1. A vent valve, comprising:

a vent path;

a lever; and

a sealing member coupled to a first end of the lever,

wherein the lever is configured to position the sealing member in at least a first position and a second position, wherein, in the first position, the sealing member is configured to seal the vent path, and wherein, in the second position, the sealing member is configured to open the vent path.

2. The vent valve of claim 1, further comprising a first recessed area for receiving a second end of the lever.

3. The vent valve of claim 1, further comprising at least one second recessed area for engaging an insertion tool configured to position the vent valve.

4. The vent valve of claim 3, wherein engaging the insertion tool with the at least one second recessed area causes the lever to position the sealing member in the second position.

5. The vent valve of claim 1, wherein the sealing member comprises an o-ring.

6. The vent valve of claim 1, wherein the sealing member is configured to be positioned in a third recessed area of the vent valve, wherein the third recessed area is connected to the vent path.

7. A system, comprising:

a container,

a component placed in the container, and

a vent valve, the vent valve comprising: a vent path; a lever; and a sealing member coupled to a first end of the lever,

wherein the lever is configured to position the sealing member in at least a first position and a second position, wherein, in the first position, the sealing member is configured to seal the vent path thereby sealing the component in the container, and

wherein, in the second position, the sealing member is configured to open the vent path, thereby unsealing the container.

8. The system of claim 7, wherein the vent valve comprises a first recessed area for receiving a second end of the lever.

9. The system of claim 7, further comprising an extraction tool comprising at least one prong, and wherein the vent valve comprises at least one second recessed area for engaging with the prong during extraction.

10. The system of claim 9, wherein engaging the prong with the second recessed area causes the lever to switch from the first position to the second position.

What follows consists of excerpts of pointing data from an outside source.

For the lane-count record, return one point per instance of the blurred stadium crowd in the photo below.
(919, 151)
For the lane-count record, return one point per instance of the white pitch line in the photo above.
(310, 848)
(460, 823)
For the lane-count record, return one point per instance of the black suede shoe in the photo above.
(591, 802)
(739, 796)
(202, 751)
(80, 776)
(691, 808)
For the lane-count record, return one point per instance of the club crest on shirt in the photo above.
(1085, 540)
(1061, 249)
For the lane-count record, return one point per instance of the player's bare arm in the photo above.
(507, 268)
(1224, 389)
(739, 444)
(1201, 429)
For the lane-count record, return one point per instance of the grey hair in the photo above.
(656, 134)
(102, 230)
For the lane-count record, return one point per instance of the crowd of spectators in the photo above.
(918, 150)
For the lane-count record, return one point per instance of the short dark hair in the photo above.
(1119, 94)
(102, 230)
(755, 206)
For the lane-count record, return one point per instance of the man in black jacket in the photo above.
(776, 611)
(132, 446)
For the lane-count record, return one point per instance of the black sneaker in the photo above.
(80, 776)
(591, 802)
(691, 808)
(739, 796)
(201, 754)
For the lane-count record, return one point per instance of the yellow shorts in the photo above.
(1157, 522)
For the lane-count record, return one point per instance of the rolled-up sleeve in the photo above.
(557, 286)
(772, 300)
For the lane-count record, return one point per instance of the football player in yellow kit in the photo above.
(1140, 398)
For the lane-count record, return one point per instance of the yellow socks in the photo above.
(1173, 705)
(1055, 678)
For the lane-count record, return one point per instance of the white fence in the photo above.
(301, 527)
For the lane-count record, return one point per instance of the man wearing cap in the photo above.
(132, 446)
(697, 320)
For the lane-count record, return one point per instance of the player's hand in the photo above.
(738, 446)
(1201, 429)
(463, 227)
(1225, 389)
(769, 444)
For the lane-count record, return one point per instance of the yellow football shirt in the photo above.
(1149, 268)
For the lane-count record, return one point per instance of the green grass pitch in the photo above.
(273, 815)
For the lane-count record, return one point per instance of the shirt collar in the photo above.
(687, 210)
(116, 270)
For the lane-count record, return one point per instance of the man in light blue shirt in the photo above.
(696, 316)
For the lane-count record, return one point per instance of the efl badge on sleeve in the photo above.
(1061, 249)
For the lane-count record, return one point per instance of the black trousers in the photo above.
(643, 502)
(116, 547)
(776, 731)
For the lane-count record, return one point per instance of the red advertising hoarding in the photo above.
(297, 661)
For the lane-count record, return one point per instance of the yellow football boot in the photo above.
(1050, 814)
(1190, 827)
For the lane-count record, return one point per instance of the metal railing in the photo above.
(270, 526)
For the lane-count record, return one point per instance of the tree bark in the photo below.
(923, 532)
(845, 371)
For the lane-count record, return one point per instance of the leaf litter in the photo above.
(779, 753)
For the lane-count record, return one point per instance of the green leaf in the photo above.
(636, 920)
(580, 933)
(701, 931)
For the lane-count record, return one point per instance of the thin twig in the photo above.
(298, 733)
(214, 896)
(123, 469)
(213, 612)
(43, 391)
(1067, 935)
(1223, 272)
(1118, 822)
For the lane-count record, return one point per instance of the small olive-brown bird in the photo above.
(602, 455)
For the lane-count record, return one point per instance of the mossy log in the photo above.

12. The system of claim 7, wherein the sealing member comprises an o-ring.

13. The system of claim 7, wherein the sealing member is configured to be positioned in a third recessed area of the vent valve, wherein the third recessed area is connected to the vent path.

14. The system of claim 7, further comprising a cap configured to close the container, wherein a surface of the cap is configured to engage with the vent valve.

15. The system of claim 14, wherein the engaging of the cap with the vent valve causes the lever to be positioned in the first position.

16. The system of claim 7, wherein the vent valve is coupled to the component.